Up-regulation of inducible nitric oxide synthase and nitric oxide in Helicobacter pylori-infected human gastric epithelial cells: possible role of interferon-gamma in polarized nitric oxide secretion

Abstract

Background: Nitric oxide (NO) generated by nitric oxide synthase (NOS) is known to be an important modulator of the mucosal inflammatory response. In this study, we questioned whether Helicobacter pylori infection could up-regulate the epithelial cell inducible NOS (iNOS) gene expression and whether NO production could show polarity that can be regulated by immune mediators.

Materials and methods: Human gastric epithelial cell lines were infected with H. pylori, and the iNOS mRNA expression was assessed by quantitative RT-PCR. NO production was assayed by determining nitrite/nitrate levels in culture supernatants. To determine the polarity of NO secretion by the H. pylori-infected epithelial cells, Caco-2 cells were cultured as polarized monolayers in transwell chambers, and NO production was measured.
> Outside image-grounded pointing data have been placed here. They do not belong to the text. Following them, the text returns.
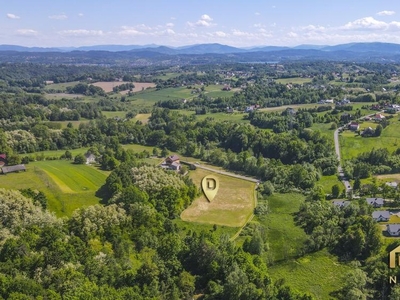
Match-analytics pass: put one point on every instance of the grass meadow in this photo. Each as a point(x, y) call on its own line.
point(318, 274)
point(232, 206)
point(66, 186)
point(352, 145)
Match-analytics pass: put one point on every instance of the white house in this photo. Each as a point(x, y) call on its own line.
point(90, 158)
point(381, 215)
point(341, 203)
point(376, 202)
point(393, 229)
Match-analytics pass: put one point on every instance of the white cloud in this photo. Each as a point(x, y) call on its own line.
point(26, 32)
point(130, 31)
point(206, 18)
point(220, 34)
point(12, 16)
point(81, 32)
point(386, 13)
point(204, 21)
point(58, 17)
point(367, 23)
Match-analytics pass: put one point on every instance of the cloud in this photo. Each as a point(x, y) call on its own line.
point(368, 23)
point(12, 16)
point(58, 17)
point(81, 32)
point(130, 31)
point(26, 32)
point(386, 13)
point(204, 21)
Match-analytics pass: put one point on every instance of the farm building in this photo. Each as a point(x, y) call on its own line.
point(90, 158)
point(354, 126)
point(381, 215)
point(11, 169)
point(375, 202)
point(3, 160)
point(340, 203)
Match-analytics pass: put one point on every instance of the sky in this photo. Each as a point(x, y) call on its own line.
point(239, 23)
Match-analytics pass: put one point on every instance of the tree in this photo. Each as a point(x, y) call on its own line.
point(335, 191)
point(68, 155)
point(79, 159)
point(164, 152)
point(155, 151)
point(357, 184)
point(378, 130)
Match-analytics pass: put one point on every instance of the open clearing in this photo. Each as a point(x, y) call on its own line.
point(107, 86)
point(140, 86)
point(232, 206)
point(66, 186)
point(351, 145)
point(318, 273)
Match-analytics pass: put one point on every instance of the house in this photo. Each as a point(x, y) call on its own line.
point(379, 117)
point(376, 202)
point(341, 203)
point(11, 169)
point(90, 158)
point(3, 160)
point(392, 184)
point(381, 215)
point(393, 229)
point(176, 166)
point(346, 117)
point(353, 126)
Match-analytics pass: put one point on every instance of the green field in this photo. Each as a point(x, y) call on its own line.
point(285, 239)
point(232, 206)
point(66, 186)
point(318, 274)
point(328, 181)
point(351, 144)
point(294, 80)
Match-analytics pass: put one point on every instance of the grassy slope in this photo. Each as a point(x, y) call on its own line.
point(351, 145)
point(318, 274)
point(65, 185)
point(232, 206)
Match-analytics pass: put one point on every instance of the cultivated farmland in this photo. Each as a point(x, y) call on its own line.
point(232, 206)
point(66, 186)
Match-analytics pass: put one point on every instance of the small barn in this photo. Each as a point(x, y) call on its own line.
point(12, 169)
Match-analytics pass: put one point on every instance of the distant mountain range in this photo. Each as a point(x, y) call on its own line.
point(144, 55)
point(212, 48)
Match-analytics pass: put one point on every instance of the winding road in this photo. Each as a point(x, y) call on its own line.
point(337, 149)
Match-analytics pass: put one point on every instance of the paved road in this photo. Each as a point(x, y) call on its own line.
point(345, 182)
point(224, 173)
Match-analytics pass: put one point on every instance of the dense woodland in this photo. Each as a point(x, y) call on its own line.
point(129, 246)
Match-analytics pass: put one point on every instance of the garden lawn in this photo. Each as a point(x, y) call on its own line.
point(318, 274)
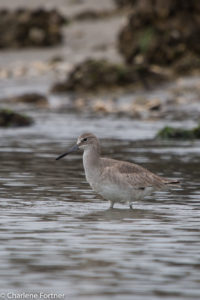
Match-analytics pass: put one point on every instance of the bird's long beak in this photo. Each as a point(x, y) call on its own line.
point(73, 149)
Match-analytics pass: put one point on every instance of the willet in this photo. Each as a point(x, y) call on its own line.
point(115, 180)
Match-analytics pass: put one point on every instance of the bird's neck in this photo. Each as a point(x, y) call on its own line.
point(91, 162)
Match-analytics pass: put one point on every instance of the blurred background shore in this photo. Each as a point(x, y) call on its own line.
point(129, 72)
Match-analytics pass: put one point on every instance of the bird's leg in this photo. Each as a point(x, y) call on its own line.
point(111, 204)
point(131, 205)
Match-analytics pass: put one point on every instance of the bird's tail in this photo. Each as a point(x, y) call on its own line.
point(172, 182)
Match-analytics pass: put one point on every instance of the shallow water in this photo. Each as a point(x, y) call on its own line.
point(58, 236)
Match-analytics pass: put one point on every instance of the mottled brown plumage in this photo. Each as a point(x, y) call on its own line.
point(114, 180)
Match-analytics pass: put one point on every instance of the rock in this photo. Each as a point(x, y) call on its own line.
point(9, 118)
point(32, 99)
point(93, 75)
point(155, 33)
point(30, 28)
point(179, 133)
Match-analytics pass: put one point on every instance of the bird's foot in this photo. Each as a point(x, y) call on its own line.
point(131, 205)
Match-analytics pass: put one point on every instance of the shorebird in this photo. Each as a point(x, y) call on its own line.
point(116, 181)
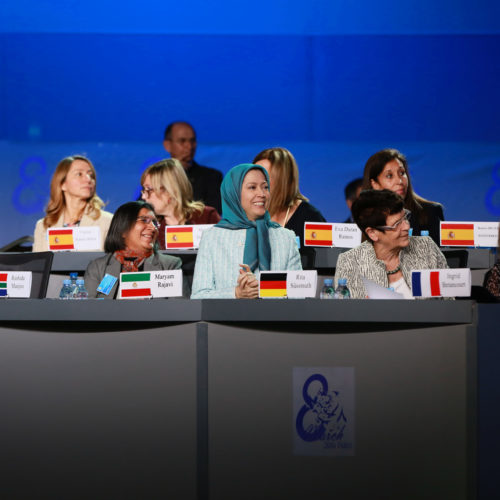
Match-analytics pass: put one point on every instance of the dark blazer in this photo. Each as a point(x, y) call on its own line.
point(98, 268)
point(206, 183)
point(434, 214)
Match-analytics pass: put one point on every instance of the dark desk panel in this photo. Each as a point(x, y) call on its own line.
point(194, 399)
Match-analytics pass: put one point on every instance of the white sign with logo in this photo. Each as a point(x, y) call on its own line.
point(323, 411)
point(346, 235)
point(15, 284)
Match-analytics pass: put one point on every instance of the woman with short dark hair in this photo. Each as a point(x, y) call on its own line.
point(130, 246)
point(389, 254)
point(388, 169)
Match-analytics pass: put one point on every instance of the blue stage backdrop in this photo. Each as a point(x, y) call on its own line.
point(333, 81)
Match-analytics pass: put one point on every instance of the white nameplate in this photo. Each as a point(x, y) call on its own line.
point(291, 284)
point(15, 284)
point(328, 234)
point(301, 284)
point(79, 239)
point(486, 234)
point(150, 284)
point(346, 235)
point(469, 234)
point(441, 283)
point(186, 237)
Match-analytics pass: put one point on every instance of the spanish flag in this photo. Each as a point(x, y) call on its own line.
point(272, 285)
point(318, 234)
point(3, 284)
point(179, 237)
point(61, 239)
point(457, 234)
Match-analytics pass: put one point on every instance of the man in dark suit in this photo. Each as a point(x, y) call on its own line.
point(180, 141)
point(351, 192)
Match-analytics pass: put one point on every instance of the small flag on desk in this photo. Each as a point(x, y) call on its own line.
point(318, 235)
point(272, 285)
point(425, 284)
point(135, 285)
point(457, 234)
point(179, 237)
point(61, 239)
point(3, 285)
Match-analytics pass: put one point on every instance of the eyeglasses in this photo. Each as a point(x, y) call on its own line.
point(146, 192)
point(405, 218)
point(149, 220)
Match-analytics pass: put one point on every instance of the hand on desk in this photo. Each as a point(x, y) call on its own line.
point(248, 286)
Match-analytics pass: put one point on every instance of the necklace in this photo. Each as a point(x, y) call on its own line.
point(394, 271)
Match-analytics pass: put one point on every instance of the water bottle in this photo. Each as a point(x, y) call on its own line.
point(66, 291)
point(81, 291)
point(327, 292)
point(73, 277)
point(342, 292)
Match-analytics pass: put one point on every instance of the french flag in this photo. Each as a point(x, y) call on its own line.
point(425, 284)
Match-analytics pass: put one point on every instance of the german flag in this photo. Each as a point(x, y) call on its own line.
point(3, 285)
point(318, 235)
point(453, 234)
point(179, 237)
point(272, 285)
point(61, 239)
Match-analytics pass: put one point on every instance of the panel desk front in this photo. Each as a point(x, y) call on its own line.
point(227, 399)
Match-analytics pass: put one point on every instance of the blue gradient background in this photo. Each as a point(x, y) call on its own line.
point(334, 81)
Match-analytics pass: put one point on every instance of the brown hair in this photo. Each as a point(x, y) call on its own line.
point(285, 174)
point(374, 167)
point(170, 176)
point(57, 202)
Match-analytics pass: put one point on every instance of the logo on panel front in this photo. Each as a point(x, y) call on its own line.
point(323, 400)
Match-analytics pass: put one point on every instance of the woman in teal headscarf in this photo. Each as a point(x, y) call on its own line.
point(244, 242)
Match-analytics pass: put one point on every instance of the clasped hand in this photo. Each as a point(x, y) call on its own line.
point(248, 286)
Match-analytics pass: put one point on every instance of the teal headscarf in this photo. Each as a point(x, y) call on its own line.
point(257, 248)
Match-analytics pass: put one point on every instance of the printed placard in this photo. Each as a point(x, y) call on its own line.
point(328, 234)
point(486, 234)
point(15, 284)
point(80, 239)
point(323, 411)
point(187, 237)
point(441, 283)
point(469, 234)
point(301, 284)
point(318, 234)
point(287, 284)
point(166, 283)
point(150, 284)
point(346, 235)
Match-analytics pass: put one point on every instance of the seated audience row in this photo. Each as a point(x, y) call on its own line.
point(253, 233)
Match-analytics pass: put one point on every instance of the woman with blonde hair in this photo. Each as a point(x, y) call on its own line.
point(288, 206)
point(166, 186)
point(73, 201)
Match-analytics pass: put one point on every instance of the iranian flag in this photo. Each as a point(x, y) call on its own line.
point(135, 285)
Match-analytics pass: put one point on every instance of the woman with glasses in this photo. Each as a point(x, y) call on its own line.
point(130, 246)
point(73, 201)
point(389, 254)
point(388, 169)
point(165, 186)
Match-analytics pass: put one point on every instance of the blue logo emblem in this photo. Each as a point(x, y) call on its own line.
point(322, 417)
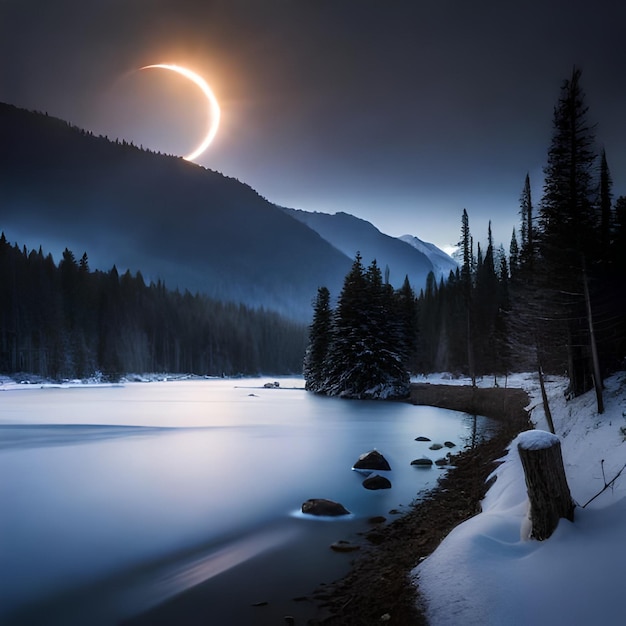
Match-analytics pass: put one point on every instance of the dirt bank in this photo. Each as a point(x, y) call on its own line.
point(378, 589)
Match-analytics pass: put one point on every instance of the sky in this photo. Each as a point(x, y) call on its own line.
point(489, 572)
point(402, 113)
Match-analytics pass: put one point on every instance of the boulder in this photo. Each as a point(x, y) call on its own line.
point(321, 506)
point(372, 460)
point(344, 546)
point(422, 462)
point(377, 482)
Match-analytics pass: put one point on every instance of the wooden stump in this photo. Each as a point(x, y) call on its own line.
point(548, 491)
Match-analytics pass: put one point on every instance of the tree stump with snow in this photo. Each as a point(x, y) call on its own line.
point(548, 491)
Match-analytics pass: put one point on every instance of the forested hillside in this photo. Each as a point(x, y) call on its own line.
point(555, 303)
point(65, 321)
point(190, 227)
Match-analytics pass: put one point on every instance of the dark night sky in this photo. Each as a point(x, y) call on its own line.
point(400, 112)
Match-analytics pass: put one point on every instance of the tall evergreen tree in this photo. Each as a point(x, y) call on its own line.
point(527, 228)
point(320, 335)
point(568, 228)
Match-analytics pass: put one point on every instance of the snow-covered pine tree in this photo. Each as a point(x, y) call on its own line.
point(320, 334)
point(568, 231)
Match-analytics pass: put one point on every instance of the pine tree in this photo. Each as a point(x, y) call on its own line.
point(568, 230)
point(527, 228)
point(320, 334)
point(466, 246)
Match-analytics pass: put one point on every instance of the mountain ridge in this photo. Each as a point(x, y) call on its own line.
point(193, 228)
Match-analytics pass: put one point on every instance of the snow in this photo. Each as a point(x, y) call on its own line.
point(536, 440)
point(488, 572)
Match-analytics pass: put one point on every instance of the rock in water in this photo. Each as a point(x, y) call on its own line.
point(423, 462)
point(377, 482)
point(321, 506)
point(373, 460)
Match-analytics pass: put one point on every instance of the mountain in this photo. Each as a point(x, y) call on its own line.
point(350, 235)
point(175, 221)
point(443, 263)
point(192, 228)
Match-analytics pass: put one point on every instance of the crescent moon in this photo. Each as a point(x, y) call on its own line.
point(214, 107)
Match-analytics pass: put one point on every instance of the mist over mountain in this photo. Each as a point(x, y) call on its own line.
point(175, 221)
point(350, 235)
point(442, 263)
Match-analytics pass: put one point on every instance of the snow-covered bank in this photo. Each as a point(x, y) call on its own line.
point(487, 572)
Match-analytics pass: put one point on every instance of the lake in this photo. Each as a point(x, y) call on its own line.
point(114, 499)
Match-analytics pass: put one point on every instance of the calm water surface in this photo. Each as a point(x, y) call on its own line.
point(114, 499)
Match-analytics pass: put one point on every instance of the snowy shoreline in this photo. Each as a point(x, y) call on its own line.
point(487, 572)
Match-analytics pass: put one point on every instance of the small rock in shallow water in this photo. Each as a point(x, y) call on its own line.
point(377, 482)
point(423, 462)
point(344, 546)
point(373, 460)
point(321, 506)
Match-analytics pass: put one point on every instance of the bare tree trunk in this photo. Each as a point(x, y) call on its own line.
point(544, 395)
point(548, 491)
point(597, 375)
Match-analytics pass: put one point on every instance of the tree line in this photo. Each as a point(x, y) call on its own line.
point(65, 321)
point(555, 303)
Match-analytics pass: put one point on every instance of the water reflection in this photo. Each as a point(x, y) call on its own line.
point(197, 476)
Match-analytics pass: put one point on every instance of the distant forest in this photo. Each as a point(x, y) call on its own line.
point(64, 321)
point(555, 303)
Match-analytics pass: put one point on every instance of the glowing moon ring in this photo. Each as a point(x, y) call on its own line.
point(214, 107)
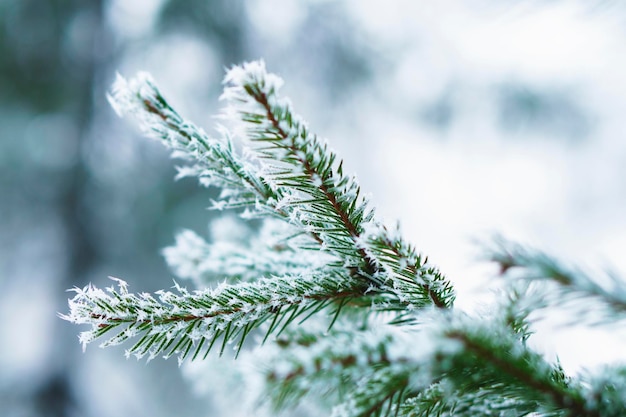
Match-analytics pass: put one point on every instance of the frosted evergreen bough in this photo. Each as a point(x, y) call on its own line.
point(339, 311)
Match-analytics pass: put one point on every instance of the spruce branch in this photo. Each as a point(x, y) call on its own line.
point(324, 200)
point(185, 323)
point(493, 361)
point(269, 254)
point(595, 299)
point(368, 371)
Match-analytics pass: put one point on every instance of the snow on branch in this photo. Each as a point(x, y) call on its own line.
point(598, 298)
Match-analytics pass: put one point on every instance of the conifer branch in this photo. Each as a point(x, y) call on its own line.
point(327, 201)
point(336, 262)
point(596, 299)
point(183, 323)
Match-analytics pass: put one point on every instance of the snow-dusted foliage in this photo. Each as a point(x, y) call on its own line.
point(340, 307)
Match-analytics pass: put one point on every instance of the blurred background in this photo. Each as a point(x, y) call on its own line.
point(462, 118)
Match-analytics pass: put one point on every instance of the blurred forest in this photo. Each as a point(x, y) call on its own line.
point(460, 117)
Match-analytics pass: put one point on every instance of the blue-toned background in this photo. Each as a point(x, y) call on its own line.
point(462, 118)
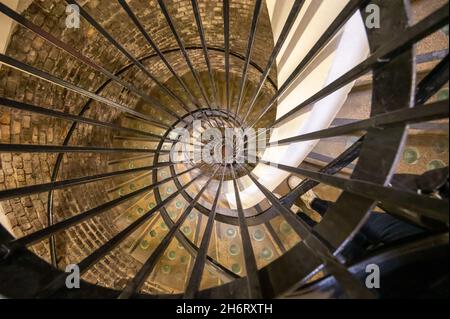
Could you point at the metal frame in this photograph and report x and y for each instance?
(321, 247)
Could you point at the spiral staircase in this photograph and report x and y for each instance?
(88, 116)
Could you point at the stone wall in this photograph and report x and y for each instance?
(29, 213)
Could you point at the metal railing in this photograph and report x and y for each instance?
(320, 246)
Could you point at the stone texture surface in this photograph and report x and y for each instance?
(29, 213)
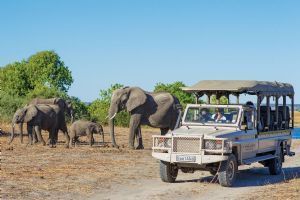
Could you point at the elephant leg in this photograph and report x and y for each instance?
(133, 128)
(76, 141)
(71, 141)
(30, 132)
(34, 137)
(21, 132)
(65, 131)
(164, 131)
(52, 133)
(39, 134)
(139, 138)
(90, 136)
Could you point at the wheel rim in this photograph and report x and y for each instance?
(230, 170)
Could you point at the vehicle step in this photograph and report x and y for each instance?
(257, 159)
(291, 153)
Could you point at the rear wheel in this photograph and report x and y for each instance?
(275, 164)
(228, 171)
(168, 172)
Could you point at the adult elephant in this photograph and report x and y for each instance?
(159, 110)
(37, 117)
(64, 106)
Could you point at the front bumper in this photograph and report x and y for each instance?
(190, 149)
(195, 158)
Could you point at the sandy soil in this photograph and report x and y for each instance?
(102, 172)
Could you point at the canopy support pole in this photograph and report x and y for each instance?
(293, 116)
(284, 112)
(276, 113)
(268, 112)
(258, 114)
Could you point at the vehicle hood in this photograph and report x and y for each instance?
(199, 131)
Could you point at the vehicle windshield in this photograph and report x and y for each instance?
(212, 115)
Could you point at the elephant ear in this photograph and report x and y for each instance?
(136, 98)
(31, 112)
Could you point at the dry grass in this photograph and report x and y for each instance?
(288, 190)
(32, 172)
(35, 172)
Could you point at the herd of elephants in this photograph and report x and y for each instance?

Results: iNOS mRNA levels were significantly up-regulated in the cells infected with H. pylori, and expression of iNOS protein was confirmed by Western blot analysis. Increased NO production in the gastric epithelial cells was seen as early as 18 hours postinfection, and reached maximal levels by 24 hours postinfection. The specific MAP kinase inhibitors decreased H. pylori-induced iNOS and NO up-regulation. After H. pylori infection of polarized epithelial cells, NO was released predominantly into the apical compartment, and IL-8 was released predominantly into basolateral compartment. The addition of IFN-gamma to H. pylori-infected polarized epithelial cells showed a synergistically higher apical and basolateral NO release.

Conclusion: These results suggest that apical NO production mediated by MAP kinase in H. pylori-infected gastric epithelial cells may influence the bacteria and basolateral production of NO and IL-8 may play a role in the tissue inflammation.